Thursday, October 06, 2011

A conversation with MD Lachlan


In the wake of Viking Week I managed to catch up with MD Lachlan, author of Wolfsangel and Fenrir, and dragged him away from his current work in progress for a quick chat.

MFB: Hi Mark, and welcome to MFB. So what came to you first – the lore or the story?

MDL: Not sure. I was always interested in Viking mythology from an early age and completely immersed in fantasy through Dungeons and Dragons. I guess it must have been the lore, as I only thought of the story as I was going along.

MFB: You have a series in mind when you started writing Wolfsangel? If not, when did the switch happen, and what was the catalyst?

MDL: Wolfsangel was originally conceived as a stand alone novel, set in WWII and flashing back to the Viking era. Publishers loved the novel but couldn't see how to market it. Simon Spanton at Gollancz suggested turning it into a series. I found this daunting at first but, when I started writing, the story sort of wrote itself.

MFB: Did the story change much from your original idea as you wrote it? Are you a planner or seat-of-the-pants writer?

MDL: Seat of pants by choice but, more and more, a planner by necessity. I'm writing two novels at the moment, one under the MD Lachlan pen name and one under a new pen name - Mark Alder. This means I can't afford blind alleys and false starts. The plan at least points the direction you're going in. The novel still has to evolve organically, though, and I do depart from plans in the writing. But the plan means there's at least a path to come back to. What you can't do in a plan - or at least I can't - is surprise yourself. That moment when you realise something about one of your characters or the real reason X did Y is one of the most rewarding things about writing and, for me, it evolves spontaneously.


MFB: I thought you captured the action sequences very well, and in a way that suggested more than just paper and ink research. Am I right?

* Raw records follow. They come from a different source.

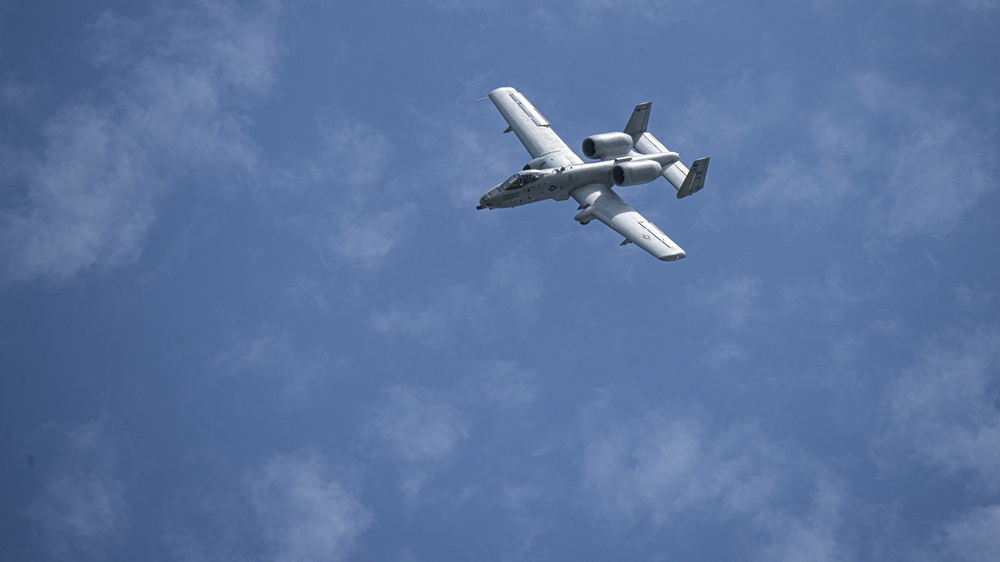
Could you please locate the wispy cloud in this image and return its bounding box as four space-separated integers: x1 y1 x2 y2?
369 253 544 345
678 61 997 251
210 324 335 403
579 405 856 559
936 504 1000 562
361 385 469 501
691 275 763 330
463 359 539 410
247 451 372 562
906 0 998 10
878 327 1000 491
751 478 853 562
27 420 128 559
0 0 280 284
268 119 415 269
580 414 779 525
851 72 997 241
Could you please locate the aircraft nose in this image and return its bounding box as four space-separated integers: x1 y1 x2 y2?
479 191 496 209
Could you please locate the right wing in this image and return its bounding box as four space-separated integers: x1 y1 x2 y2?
488 87 583 169
572 184 686 262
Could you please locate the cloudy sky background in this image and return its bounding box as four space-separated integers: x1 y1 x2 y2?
1 0 998 560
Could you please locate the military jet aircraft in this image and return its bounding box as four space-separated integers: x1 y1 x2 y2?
478 87 709 261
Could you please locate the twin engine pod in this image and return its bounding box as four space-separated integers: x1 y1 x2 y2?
583 132 675 187
612 160 663 186
582 132 633 160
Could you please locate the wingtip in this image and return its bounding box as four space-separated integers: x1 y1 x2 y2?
659 251 686 262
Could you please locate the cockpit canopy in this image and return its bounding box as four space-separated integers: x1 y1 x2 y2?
501 170 545 191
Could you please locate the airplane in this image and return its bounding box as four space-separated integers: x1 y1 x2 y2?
477 87 709 262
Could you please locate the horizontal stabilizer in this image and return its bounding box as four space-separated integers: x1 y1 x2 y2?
630 131 709 198
676 157 709 199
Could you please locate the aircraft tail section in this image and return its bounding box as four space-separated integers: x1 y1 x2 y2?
631 129 709 199
675 157 709 198
624 102 652 137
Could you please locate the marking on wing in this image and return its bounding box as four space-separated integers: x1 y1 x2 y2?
637 221 673 247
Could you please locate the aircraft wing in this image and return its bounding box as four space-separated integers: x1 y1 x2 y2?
488 87 584 169
571 184 686 261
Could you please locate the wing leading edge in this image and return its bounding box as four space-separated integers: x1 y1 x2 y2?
487 87 582 169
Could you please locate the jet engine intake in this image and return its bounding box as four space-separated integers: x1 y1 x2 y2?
612 160 663 186
582 132 634 160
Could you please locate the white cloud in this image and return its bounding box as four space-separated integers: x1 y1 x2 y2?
211 324 335 403
0 0 279 284
740 152 853 221
465 360 539 410
879 328 1000 491
580 414 779 525
268 120 415 269
719 70 996 243
906 0 998 10
361 385 469 500
751 479 853 562
247 451 372 562
579 405 857 560
852 73 997 241
0 72 35 108
937 504 1000 562
369 253 544 344
324 205 416 267
692 275 762 330
780 269 867 324
28 420 128 559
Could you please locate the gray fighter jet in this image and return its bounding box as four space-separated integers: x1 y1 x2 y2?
478 87 709 261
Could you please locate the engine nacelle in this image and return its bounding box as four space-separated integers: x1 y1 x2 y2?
523 157 547 170
612 160 663 186
582 132 633 160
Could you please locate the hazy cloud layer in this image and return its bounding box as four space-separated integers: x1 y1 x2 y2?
2 1 997 560
0 0 279 283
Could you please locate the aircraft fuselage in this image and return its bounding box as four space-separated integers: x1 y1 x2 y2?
478 152 678 210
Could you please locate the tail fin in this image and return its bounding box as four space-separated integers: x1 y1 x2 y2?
624 102 652 137
626 107 710 200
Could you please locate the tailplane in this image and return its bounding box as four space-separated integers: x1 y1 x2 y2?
624 102 710 199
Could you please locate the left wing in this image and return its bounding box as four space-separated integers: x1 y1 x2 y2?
487 87 583 169
572 184 686 262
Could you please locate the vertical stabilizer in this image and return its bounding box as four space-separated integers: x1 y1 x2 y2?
624 102 652 138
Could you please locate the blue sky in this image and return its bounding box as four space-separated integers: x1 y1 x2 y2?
1 0 998 560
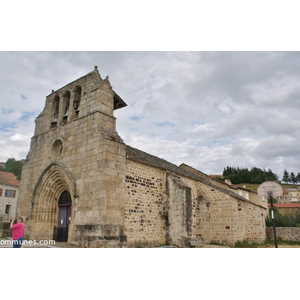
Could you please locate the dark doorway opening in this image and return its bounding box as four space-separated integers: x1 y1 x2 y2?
57 191 72 242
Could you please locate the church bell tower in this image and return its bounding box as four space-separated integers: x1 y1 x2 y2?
18 67 128 247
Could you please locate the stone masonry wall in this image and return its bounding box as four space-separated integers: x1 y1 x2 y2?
179 176 240 246
242 201 267 243
177 176 267 246
266 227 300 242
125 160 166 247
19 110 124 239
125 158 267 247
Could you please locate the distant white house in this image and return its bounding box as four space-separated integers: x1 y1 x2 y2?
0 171 20 222
286 188 300 202
277 188 300 203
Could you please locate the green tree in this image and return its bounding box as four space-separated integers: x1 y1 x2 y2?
223 166 233 177
296 173 300 184
290 172 296 184
228 174 243 184
250 167 264 184
2 158 23 180
282 170 289 183
222 165 279 184
240 168 251 183
265 168 278 182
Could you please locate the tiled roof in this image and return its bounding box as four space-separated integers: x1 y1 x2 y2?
0 171 20 187
269 203 300 208
285 188 300 192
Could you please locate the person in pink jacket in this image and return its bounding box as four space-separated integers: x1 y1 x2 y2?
10 217 25 248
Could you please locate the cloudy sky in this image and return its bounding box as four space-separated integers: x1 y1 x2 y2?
1 51 299 179
1 2 299 287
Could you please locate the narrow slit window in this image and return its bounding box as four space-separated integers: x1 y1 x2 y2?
5 204 10 214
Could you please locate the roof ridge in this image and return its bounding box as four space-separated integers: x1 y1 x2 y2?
125 145 261 206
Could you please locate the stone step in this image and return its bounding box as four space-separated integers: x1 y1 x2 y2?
189 238 205 248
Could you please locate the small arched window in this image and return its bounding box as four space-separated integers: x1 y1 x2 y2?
51 95 60 127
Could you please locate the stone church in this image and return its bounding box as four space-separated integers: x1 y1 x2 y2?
17 67 267 247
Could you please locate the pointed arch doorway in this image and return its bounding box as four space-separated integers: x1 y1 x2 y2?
57 190 72 242
30 163 77 242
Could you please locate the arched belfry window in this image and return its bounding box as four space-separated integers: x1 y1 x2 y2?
62 90 70 123
51 95 60 127
58 191 72 206
73 86 82 115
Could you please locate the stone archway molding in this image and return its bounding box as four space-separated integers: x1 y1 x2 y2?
28 162 78 241
31 162 78 217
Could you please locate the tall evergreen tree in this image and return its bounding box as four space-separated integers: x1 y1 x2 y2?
266 168 278 181
241 168 251 183
222 166 278 184
282 170 289 183
296 173 300 184
290 172 296 184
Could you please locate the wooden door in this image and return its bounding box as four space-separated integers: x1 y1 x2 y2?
57 205 71 242
57 190 72 242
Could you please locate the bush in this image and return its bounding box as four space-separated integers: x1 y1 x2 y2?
266 208 300 227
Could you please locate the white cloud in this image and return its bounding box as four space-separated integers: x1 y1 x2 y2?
0 133 30 162
1 51 300 178
9 133 30 142
245 75 300 107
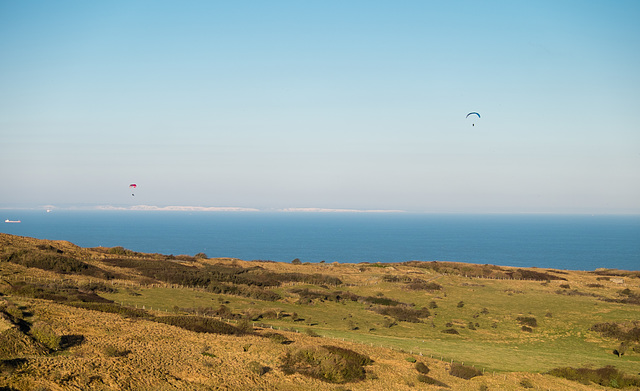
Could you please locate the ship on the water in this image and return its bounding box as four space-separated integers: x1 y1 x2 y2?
4 219 21 223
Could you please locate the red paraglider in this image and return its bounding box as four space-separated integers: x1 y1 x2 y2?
129 183 137 196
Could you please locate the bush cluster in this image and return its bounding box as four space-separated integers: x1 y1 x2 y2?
290 288 359 304
415 362 430 374
9 281 113 304
69 302 152 319
156 315 249 335
548 366 640 388
103 258 341 288
281 345 373 383
405 281 443 291
403 261 566 281
591 322 640 342
516 316 538 328
3 249 113 279
207 283 281 301
449 363 483 380
371 306 430 323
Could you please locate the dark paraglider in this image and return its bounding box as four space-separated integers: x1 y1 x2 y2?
466 112 480 126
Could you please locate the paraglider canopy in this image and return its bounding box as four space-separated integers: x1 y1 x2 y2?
466 112 480 126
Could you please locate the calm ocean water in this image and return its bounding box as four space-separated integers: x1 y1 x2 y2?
2 211 639 271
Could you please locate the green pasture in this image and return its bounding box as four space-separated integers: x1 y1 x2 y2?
101 275 640 374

MDL: I've done various sorts of martial arts since I was a kid and I've also been a fencer for about 10 years. I think this is why I put a lot of nerves into my fight sequences. I've noticed that the standard of fencing on a club night is much higher than in a competition - at least at my level. People freeze up, they feel self conscious, movement becomes less free. Also, particularly when I did Thai Boxing or Judo, the feeling of going into a competition or full contact grading is one of extreme nerves. And, to a point, when you come together with two lengths of sharp steel, anyone can beat anyone. I've seen the British number one at Epee hit by a relative beginner. OK, 999 times out of 1000, the British number one gets the hit. Once he doesn't. In real sword fighting that could be the day he dies!

MFB: Fenrir has a wonderfully dark and savage feel to it, and an appreciable bodycount. Were there any ideas you had that your publishers thought were too dark, or did you have free reign to go as far as you wanted to?

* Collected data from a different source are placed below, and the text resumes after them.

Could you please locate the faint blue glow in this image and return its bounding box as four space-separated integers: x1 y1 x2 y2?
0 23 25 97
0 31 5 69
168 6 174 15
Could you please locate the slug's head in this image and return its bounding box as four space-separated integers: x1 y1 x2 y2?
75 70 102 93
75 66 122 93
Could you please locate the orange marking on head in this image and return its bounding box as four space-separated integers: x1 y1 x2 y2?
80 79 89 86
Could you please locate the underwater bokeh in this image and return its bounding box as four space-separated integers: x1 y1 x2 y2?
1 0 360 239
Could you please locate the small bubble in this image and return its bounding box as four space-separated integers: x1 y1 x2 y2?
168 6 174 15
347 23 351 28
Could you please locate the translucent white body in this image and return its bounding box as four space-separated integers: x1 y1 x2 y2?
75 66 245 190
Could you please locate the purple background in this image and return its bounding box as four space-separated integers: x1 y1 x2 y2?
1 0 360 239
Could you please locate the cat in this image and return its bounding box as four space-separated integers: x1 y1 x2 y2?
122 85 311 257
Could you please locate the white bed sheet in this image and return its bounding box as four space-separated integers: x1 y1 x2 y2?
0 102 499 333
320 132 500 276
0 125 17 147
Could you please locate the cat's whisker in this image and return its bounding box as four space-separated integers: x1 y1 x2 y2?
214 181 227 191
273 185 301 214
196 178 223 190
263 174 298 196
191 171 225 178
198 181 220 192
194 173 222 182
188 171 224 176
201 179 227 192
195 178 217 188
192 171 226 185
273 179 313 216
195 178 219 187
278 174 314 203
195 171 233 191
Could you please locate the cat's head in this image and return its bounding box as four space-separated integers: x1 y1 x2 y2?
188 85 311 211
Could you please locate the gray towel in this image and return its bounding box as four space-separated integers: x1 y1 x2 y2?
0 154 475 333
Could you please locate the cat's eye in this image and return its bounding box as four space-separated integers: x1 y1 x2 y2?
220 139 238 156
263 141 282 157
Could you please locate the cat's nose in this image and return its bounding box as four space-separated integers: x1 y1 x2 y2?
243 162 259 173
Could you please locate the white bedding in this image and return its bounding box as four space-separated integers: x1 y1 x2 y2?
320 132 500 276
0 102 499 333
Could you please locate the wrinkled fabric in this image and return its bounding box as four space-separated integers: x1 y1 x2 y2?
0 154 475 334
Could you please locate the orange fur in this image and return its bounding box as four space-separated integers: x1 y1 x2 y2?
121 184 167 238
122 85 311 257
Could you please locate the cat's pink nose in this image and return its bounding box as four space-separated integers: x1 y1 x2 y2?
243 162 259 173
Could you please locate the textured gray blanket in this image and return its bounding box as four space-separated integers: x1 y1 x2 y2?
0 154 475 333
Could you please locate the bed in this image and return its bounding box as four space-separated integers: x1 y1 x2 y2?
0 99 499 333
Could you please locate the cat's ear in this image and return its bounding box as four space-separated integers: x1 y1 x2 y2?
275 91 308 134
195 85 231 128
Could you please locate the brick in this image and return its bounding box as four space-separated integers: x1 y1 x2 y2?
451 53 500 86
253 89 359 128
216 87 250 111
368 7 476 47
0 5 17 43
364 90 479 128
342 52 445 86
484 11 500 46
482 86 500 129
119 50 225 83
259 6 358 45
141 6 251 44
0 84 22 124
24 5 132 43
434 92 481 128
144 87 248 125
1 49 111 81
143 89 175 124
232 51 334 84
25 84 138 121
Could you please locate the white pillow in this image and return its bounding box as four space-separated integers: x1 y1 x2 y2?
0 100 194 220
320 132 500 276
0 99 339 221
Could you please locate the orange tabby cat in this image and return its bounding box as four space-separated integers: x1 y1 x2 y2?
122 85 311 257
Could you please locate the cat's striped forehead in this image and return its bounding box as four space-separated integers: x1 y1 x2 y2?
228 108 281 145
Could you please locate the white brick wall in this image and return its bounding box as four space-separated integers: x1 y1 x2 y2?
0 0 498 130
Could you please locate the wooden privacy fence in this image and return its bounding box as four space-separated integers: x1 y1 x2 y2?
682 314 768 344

MDL: No one's ever tried to rein things in. The early middle ages were a savage time. The story reflects that! I do sometimes wonder if I lose some fantasy fans with the darkness of the series but, for every one you lose, I guess you attract one. I've been surprised people call it gory. I really do think I hold back on the gore. That said, it's a werewolf story. I wanted to make it truly scary and disturbing.

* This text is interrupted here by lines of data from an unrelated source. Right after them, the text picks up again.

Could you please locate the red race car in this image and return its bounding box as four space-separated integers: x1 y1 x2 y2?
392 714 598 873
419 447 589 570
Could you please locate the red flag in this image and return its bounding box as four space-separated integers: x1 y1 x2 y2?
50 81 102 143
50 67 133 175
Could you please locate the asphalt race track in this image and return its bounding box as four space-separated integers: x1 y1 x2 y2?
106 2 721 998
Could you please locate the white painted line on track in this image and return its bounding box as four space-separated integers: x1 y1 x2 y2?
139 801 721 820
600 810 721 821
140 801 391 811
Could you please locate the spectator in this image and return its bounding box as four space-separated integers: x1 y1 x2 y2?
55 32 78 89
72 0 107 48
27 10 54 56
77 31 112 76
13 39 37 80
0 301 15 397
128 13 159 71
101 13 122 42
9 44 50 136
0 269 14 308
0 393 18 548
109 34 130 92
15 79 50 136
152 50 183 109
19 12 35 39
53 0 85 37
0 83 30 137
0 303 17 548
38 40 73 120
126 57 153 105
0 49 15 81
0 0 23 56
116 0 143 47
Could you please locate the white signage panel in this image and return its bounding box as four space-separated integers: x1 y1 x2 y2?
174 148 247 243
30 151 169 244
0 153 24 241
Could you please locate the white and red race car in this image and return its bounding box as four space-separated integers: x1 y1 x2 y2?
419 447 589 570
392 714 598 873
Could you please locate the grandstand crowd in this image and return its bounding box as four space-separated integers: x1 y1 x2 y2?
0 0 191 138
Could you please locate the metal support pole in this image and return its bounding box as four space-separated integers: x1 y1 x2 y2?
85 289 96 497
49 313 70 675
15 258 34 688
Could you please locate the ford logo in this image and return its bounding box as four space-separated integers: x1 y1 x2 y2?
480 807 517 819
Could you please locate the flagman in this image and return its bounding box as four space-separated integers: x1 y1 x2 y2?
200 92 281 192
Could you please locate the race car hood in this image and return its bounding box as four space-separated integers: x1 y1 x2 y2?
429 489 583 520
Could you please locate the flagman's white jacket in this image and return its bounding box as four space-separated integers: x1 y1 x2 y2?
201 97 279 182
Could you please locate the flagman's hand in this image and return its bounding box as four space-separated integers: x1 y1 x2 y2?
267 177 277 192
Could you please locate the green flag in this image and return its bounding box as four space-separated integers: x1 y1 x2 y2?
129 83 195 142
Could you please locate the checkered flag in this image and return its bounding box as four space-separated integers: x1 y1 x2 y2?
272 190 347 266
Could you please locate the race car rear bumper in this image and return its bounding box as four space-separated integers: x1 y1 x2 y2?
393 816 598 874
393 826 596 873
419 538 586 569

MFB: How would you describe Fenrir to someone who’s not familiar with either Norse lore or Wolfsangel?

MDL: A medieval 24 with a bottom-kicking werewolf. A story that begins at the VIking siege of Paris in 885. It's a historical, mythic fantasy where incarnations of Norse gods battle it out on earth, some to survive, some to fulfil a terrible bargain with fate. It also deals with the collision of Christianity and Paganism. It features some very scary gods and the toughest character I've ever written - the crippled monk Jehan.

MFB: Do you write in silence and/or isolation, or to music? If the latter, what sort?

MDL: I can't write or read to music. However, tunes do arise in my head while I'm writing - it's normally a sign things are going well. For Wolfsangel it was Psychic TV's The Full Pack. Fenrir was directly inspired by Kate Bush's Hounds of Love. I wanted that propulsive beat in my story.


MFB: What’s the coolest thing you discovered while doing your research?

MDL: Things that I find cool aren't found cool by everyone! That Vikings had turf saddles? That at a monastery in the Swiss alps they had sung one song for 350 years! I think that the VIkings besieged Paris was fairly cool!

MFB: What can we look forward to in the next instalment, and when is it likely to be out?

MDL: The next one is called Lord of Slaughter and it's out in 2012 - around June. It's set in Constantinople and concerns the beginnings of the Byzantine Emperor's Viking guard - the Varangian guard. The repeating myth cycle of the first two books ends here! It also features my first fairly straightforwardly evil character. A sample line from the beginning: 'Under a dead moon, on a field of the dead, a wolf moved unseen beneath the rain's great shadow'. That's pretty much the tone of it!

MFB: I like it! I think we've kept you long enough - back to work!